En termes d’activité, on n’observe pas de décrochage de la France. Sur la période 2007-2015, l’économie française a fait preuve de résistance et se situait 3 % au-dessus de son niveau du T1 2008 au T4 2015, contre -0,1 % pour la zone euro. Sur les deux dernières années, la France a certes enregistré un niveau de croissance inférieur à la zone euro, qui n’explique qu’en partie la persistance de son niveau élevé de chômage. Les mécanismes d’ajustement du marché du travail sont propres à chaque économie (nombre d’heures travaillées par personne, productivité, nombre d’emplois), et le redémarrage de la croissance est pour le moment moins riche en emplois en France.
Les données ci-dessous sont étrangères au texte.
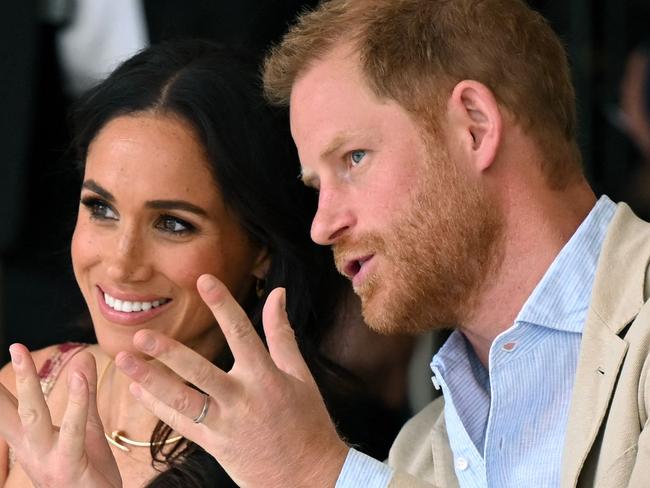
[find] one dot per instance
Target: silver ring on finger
(204, 411)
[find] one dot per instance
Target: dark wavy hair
(255, 166)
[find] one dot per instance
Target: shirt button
(462, 464)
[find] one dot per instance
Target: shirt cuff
(362, 470)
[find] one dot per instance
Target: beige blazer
(608, 435)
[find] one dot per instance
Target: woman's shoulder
(48, 361)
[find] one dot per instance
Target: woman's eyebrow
(92, 185)
(176, 205)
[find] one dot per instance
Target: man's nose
(333, 218)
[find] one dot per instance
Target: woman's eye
(356, 156)
(174, 225)
(99, 209)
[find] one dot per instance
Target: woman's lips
(141, 311)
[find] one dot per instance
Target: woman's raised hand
(74, 454)
(264, 420)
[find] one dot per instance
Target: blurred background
(51, 50)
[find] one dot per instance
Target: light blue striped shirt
(506, 426)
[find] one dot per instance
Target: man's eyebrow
(176, 205)
(92, 185)
(338, 140)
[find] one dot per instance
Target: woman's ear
(262, 264)
(477, 121)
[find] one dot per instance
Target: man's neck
(536, 229)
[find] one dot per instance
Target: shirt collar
(561, 299)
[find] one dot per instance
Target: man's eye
(174, 225)
(99, 209)
(356, 156)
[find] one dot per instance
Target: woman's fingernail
(76, 382)
(135, 389)
(147, 342)
(16, 358)
(127, 364)
(283, 299)
(207, 283)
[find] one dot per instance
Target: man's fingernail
(207, 283)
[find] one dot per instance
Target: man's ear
(477, 120)
(262, 264)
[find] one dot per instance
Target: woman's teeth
(126, 306)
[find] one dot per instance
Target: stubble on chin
(434, 259)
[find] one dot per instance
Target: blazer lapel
(617, 297)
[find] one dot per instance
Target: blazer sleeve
(402, 479)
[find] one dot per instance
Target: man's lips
(353, 267)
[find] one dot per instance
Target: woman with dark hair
(186, 171)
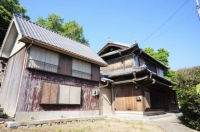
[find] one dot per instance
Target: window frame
(80, 72)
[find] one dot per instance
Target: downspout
(113, 101)
(107, 84)
(30, 44)
(22, 74)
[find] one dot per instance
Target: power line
(165, 22)
(173, 26)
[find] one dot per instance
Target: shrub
(188, 79)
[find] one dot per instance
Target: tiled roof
(49, 37)
(122, 72)
(122, 44)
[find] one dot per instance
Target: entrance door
(157, 99)
(105, 101)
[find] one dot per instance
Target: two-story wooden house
(47, 75)
(134, 82)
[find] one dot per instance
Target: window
(49, 93)
(81, 69)
(147, 99)
(151, 67)
(160, 72)
(173, 98)
(60, 94)
(43, 59)
(69, 94)
(136, 59)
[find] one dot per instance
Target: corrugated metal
(31, 88)
(37, 32)
(95, 72)
(10, 87)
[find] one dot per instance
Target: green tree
(161, 54)
(71, 29)
(53, 22)
(7, 8)
(188, 80)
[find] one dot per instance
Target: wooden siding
(125, 98)
(65, 65)
(31, 87)
(10, 87)
(95, 72)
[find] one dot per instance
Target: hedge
(189, 100)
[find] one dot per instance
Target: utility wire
(165, 21)
(173, 26)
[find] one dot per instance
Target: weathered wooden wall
(31, 86)
(125, 98)
(10, 87)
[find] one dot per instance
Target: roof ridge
(48, 29)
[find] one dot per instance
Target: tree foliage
(71, 29)
(7, 8)
(188, 80)
(161, 54)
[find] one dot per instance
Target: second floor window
(160, 72)
(136, 59)
(43, 59)
(81, 69)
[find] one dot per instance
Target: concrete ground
(170, 122)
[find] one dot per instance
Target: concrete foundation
(20, 116)
(39, 123)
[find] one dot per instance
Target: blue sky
(129, 20)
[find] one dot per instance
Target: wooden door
(105, 101)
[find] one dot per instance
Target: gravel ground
(97, 126)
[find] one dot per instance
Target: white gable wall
(10, 45)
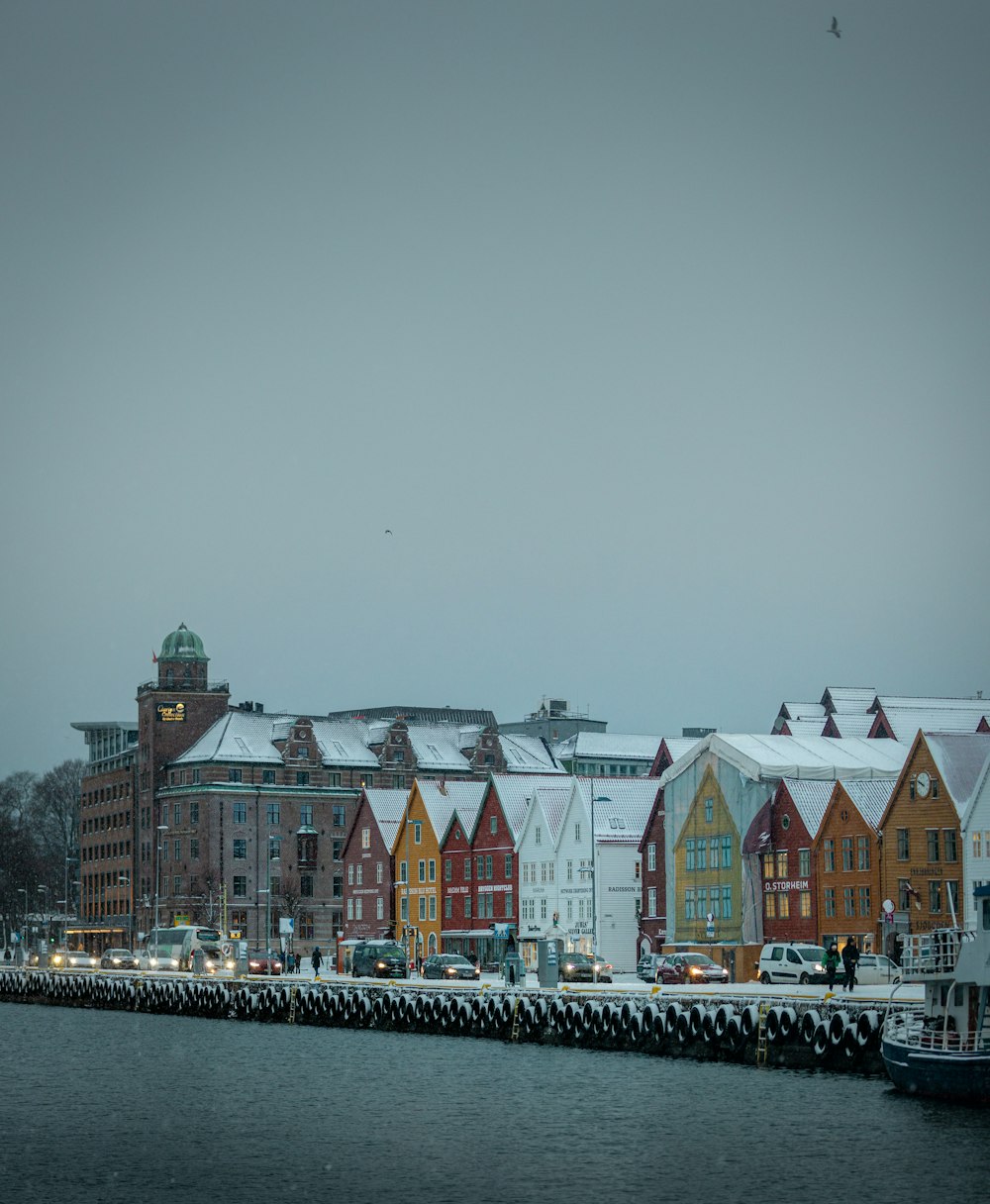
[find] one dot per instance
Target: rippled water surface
(107, 1107)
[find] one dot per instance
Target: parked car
(264, 960)
(118, 959)
(601, 968)
(876, 969)
(576, 968)
(689, 968)
(449, 965)
(378, 958)
(645, 968)
(73, 959)
(793, 962)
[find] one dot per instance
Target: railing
(914, 1033)
(933, 953)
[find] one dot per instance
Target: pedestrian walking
(850, 956)
(832, 964)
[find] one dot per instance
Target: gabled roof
(845, 700)
(824, 757)
(602, 746)
(869, 797)
(810, 801)
(248, 736)
(622, 806)
(441, 800)
(528, 753)
(960, 759)
(516, 793)
(907, 717)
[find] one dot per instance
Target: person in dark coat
(832, 964)
(850, 956)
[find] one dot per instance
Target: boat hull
(941, 1074)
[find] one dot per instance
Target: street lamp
(161, 828)
(23, 890)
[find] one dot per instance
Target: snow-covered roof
(848, 724)
(810, 801)
(869, 797)
(906, 718)
(846, 700)
(602, 746)
(960, 759)
(441, 800)
(248, 736)
(622, 806)
(824, 757)
(527, 753)
(516, 792)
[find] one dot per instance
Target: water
(122, 1107)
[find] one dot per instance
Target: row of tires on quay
(724, 1027)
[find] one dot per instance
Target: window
(933, 838)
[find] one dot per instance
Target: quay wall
(835, 1035)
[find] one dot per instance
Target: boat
(943, 1050)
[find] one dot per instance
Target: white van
(794, 962)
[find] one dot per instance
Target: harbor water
(127, 1107)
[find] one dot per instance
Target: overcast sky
(656, 335)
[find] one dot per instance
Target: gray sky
(655, 333)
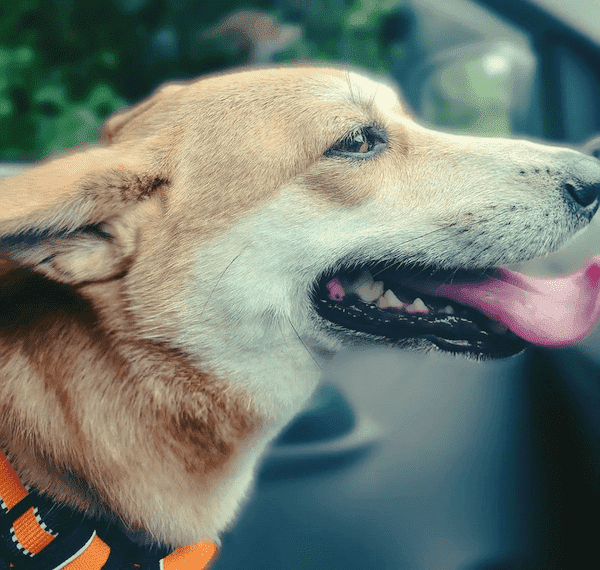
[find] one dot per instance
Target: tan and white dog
(160, 291)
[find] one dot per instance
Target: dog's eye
(358, 144)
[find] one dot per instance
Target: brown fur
(151, 286)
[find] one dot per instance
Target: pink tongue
(548, 312)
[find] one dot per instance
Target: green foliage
(360, 34)
(65, 66)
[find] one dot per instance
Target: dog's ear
(75, 218)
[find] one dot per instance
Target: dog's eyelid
(373, 135)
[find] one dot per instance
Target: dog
(165, 292)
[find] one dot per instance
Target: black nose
(581, 187)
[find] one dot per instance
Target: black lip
(468, 326)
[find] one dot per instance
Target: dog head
(218, 214)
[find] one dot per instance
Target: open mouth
(399, 305)
(462, 311)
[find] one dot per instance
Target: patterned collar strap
(36, 534)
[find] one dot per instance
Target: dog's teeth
(417, 306)
(370, 292)
(389, 300)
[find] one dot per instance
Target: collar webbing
(27, 538)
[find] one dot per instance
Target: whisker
(304, 345)
(221, 276)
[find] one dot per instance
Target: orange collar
(29, 535)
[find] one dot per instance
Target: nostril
(584, 195)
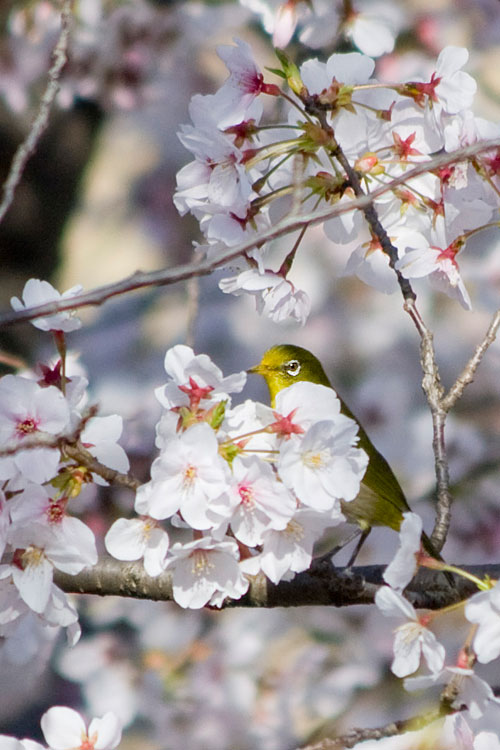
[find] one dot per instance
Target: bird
(381, 500)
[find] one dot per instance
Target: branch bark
(41, 120)
(167, 276)
(323, 584)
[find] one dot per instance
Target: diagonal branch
(28, 146)
(167, 276)
(321, 585)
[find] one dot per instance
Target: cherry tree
(179, 561)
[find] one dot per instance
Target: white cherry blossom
(64, 729)
(260, 501)
(324, 466)
(186, 477)
(413, 639)
(483, 609)
(194, 377)
(37, 292)
(131, 539)
(203, 568)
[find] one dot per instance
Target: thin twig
(434, 392)
(164, 277)
(78, 453)
(351, 738)
(40, 122)
(193, 303)
(467, 375)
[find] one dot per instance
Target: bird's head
(286, 364)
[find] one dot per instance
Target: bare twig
(467, 375)
(193, 303)
(27, 147)
(78, 453)
(431, 384)
(164, 277)
(351, 738)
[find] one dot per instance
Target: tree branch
(392, 729)
(322, 584)
(164, 277)
(39, 124)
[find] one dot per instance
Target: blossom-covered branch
(322, 585)
(287, 225)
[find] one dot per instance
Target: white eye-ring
(293, 367)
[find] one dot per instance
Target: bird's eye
(293, 367)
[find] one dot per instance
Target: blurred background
(94, 205)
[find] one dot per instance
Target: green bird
(381, 501)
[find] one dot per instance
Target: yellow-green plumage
(381, 501)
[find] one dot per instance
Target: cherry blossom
(472, 691)
(28, 410)
(186, 477)
(260, 502)
(404, 565)
(483, 609)
(38, 292)
(323, 467)
(290, 550)
(64, 729)
(203, 568)
(195, 378)
(131, 539)
(413, 639)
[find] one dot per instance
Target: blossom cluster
(250, 171)
(257, 485)
(243, 490)
(41, 412)
(414, 639)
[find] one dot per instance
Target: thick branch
(323, 585)
(28, 146)
(164, 277)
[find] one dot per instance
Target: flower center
(26, 427)
(246, 494)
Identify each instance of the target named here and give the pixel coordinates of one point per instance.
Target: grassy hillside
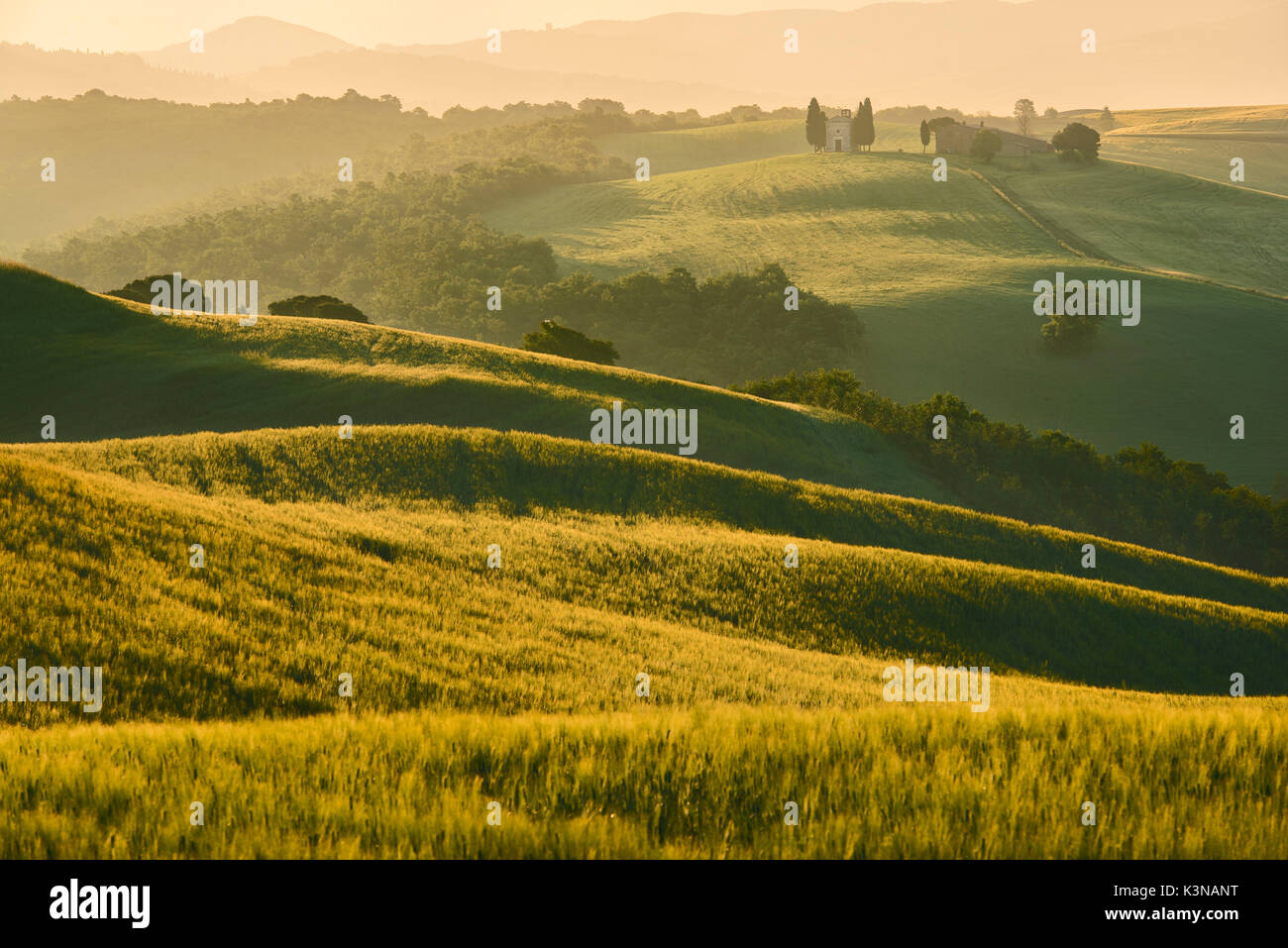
(1157, 219)
(914, 781)
(107, 369)
(518, 685)
(318, 563)
(941, 277)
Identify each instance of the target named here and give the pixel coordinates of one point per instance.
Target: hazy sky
(141, 25)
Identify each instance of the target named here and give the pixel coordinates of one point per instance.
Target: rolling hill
(519, 685)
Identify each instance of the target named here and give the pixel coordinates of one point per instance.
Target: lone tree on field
(1024, 115)
(986, 145)
(815, 127)
(559, 340)
(1076, 141)
(862, 129)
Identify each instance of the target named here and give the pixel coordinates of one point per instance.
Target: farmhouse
(956, 138)
(838, 132)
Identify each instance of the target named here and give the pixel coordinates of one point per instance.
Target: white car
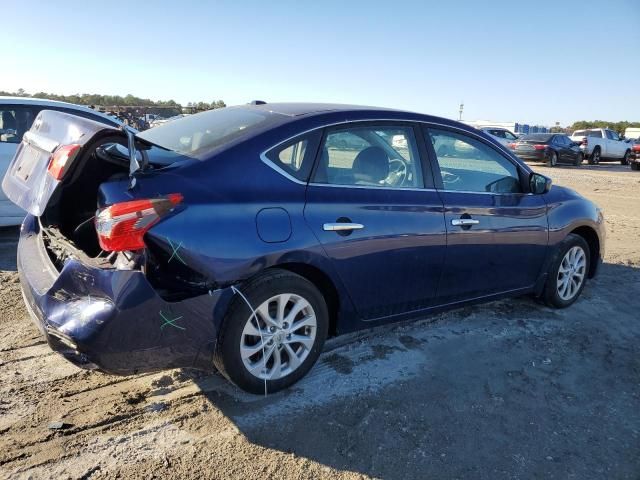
(16, 117)
(503, 135)
(602, 144)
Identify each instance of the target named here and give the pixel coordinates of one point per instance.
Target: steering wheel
(449, 178)
(398, 171)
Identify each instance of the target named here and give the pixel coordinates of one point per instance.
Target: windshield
(196, 135)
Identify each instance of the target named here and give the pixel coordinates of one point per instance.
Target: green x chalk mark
(175, 253)
(171, 322)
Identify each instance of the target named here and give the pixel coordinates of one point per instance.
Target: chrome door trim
(341, 226)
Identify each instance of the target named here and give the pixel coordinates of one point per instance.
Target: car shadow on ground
(506, 389)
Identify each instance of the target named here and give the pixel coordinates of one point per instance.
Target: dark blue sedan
(241, 238)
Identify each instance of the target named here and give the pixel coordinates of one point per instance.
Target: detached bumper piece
(114, 320)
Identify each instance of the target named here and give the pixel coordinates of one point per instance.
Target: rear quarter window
(295, 157)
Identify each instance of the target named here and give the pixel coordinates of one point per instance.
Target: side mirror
(539, 184)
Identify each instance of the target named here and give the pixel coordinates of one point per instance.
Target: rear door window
(469, 165)
(383, 156)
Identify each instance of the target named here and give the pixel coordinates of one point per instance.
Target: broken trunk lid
(27, 182)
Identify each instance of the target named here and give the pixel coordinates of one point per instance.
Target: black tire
(625, 160)
(227, 358)
(550, 295)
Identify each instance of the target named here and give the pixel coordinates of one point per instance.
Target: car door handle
(341, 227)
(464, 222)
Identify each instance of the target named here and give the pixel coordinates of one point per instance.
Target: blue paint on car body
(273, 225)
(406, 262)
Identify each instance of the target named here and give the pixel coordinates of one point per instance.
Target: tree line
(117, 100)
(619, 127)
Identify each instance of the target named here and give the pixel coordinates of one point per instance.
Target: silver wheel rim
(571, 273)
(278, 339)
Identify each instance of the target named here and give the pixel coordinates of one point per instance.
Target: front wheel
(625, 159)
(273, 344)
(567, 273)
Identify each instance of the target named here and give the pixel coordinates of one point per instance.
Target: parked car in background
(16, 117)
(632, 132)
(599, 144)
(161, 121)
(242, 237)
(551, 148)
(634, 159)
(503, 135)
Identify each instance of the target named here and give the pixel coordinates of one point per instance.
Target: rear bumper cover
(114, 320)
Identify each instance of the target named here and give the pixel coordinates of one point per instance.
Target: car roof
(293, 109)
(40, 102)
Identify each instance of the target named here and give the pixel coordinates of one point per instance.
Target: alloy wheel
(278, 339)
(571, 273)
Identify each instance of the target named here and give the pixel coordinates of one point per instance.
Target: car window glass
(376, 156)
(292, 155)
(14, 122)
(466, 164)
(296, 156)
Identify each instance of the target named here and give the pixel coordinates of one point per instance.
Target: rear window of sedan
(196, 135)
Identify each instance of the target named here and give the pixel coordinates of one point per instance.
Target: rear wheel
(567, 273)
(625, 160)
(579, 159)
(275, 345)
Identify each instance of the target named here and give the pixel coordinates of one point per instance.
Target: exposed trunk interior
(68, 221)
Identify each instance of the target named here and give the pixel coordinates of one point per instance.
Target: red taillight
(61, 159)
(122, 226)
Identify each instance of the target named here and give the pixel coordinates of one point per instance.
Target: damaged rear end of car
(107, 291)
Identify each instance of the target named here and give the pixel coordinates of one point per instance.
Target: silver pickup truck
(602, 144)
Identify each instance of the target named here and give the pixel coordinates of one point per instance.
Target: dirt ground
(509, 389)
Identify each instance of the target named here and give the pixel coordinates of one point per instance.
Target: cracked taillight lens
(122, 226)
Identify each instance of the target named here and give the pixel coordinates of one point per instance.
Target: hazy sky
(508, 61)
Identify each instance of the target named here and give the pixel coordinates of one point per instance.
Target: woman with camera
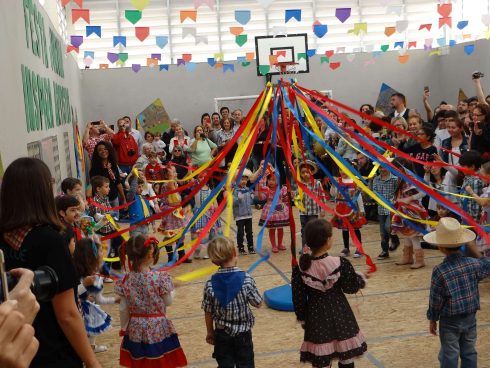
(30, 238)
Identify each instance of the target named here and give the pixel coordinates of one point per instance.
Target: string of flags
(189, 18)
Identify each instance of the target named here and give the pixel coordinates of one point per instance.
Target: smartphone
(3, 279)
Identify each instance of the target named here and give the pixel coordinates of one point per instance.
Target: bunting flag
(97, 30)
(77, 14)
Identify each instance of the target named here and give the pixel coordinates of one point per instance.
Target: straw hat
(449, 234)
(313, 167)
Sur le plan macroéconomique, la conjonction de facteurs favorables (taux d’intérêt faibles, baisse progressive du niveau du taux de change, faiblesse du prix du pétrole) constitue un soutien de croissance indéniable, alors que la gestion de la demande globale est désormais clairement identifiée comme le principal frein à l’accélération de la croissance à court terme en Europe, et notamment dans la zone euro. En France, les principaux efforts de la politique économique se sont concentrés sur la restauration des marges des entreprises (CICE, pacte de responsabilité, mesures de suramortissement), en réponse à la déformation du partage de la valeur ajoutée. Cette  déformation s’est traduite par un affaiblissement critique de la profitabilité des entreprises dans certains secteurs durant la première phase de la crise. A l’inverse, les salaires (et le revenu disponible des ménages) avaient relativement mieux résisté. 
 
Dans un contexte de réduction des déficits publics, le financement de cette stratégie de soutien des entreprises s’effectue en partie au détriment des ménages (hausse de la fiscalité), et des administrations (baisse des dotations aux collectivités), dont les dépenses d’investissement reculent. Cet affaiblissement de la demande pèse actuellement sur la reprise à court terme. 
 
Sur ce point, une nouvelle déstabilisation de la demande privée constitue un vrai danger pour l’économie française. Alors que la croissance de l’économie française a péniblement dépassé 1 % en 2015 et que les attentes restent modérées pour 2016 (le FMI et le gouvernement prévoient 1,5 %), l’inflation reste également très faible. Dans ces conditions, un ajustement à la baisse de l’emploi (et des salaires) dans la foulée d’une réforme flexibilisante du marché du travail constituerait une menace pour l’activité économique à court terme. La recherche de la hausse de la croissance de la production potentielle s’effectue alors même que l’Europe entière (à l’exception de l’Allemagne) est en dessous de son niveau de production potentielle. 
 
3. Une réponse efficace au dualisme du marché du travail ?
 
Sur un plan plus structurel, les effets des principales mesures visant à fluidifier le marché du travail ne font pas consensus . D’un côté, les soutiens de la loi travail estiment que le déverrouillage de la protection des contrats permanents bénéficiera aux moins qualifiés sur lesquels se concentre la précarité. De l’autre côté, ses opposants expliquent que la protection de l’emploi ne joue pas à long terme sur le niveau de l’emploi, mais plutôt sur son rôle par rapport au cycle économique (un choc négatif sur l’économie provoque un ajustement plus brutal de l’emploi si le marché du travail est peu réglementé). 
 
La loi travail se veut un outil de réduction du dualisme du marché du travail en France. Une partie des actifs (jeunes, peu qualifiés) subit cette fragmentation et sert de variable d’ajustement, engluée dans une situation de trappe à précarité. D’un autre côté, les salariés en contrat permanent et bénéficiant d’un niveau de compétences élevé sont dans une situation plus sécurisée. 
 
Pourtant, au vu des récentes évolutions sur le marché du travail, il ne semble pas évident que la baisse du niveau de protection des salariés en contrats à durée indéterminée permettent à un plus grand nombre d’en bénéficier. Sur la période 2000-2015, la part des CDI et des CDD dans l’emploi a été plutôt stable. En revanche, le nombre de CDD de plus d’un mois par rapport au nombre de CDI a légèrement baissé, alors que le nombre de CDD de moins d’un mois a fortement augmenté (en partie en raison de la baisse de leur durée). La durée médiane d’un CDD est d’un peu plus d’une semaine. Ce constat est particulièrement vrai dans les entreprises de moins de 20 salariés. 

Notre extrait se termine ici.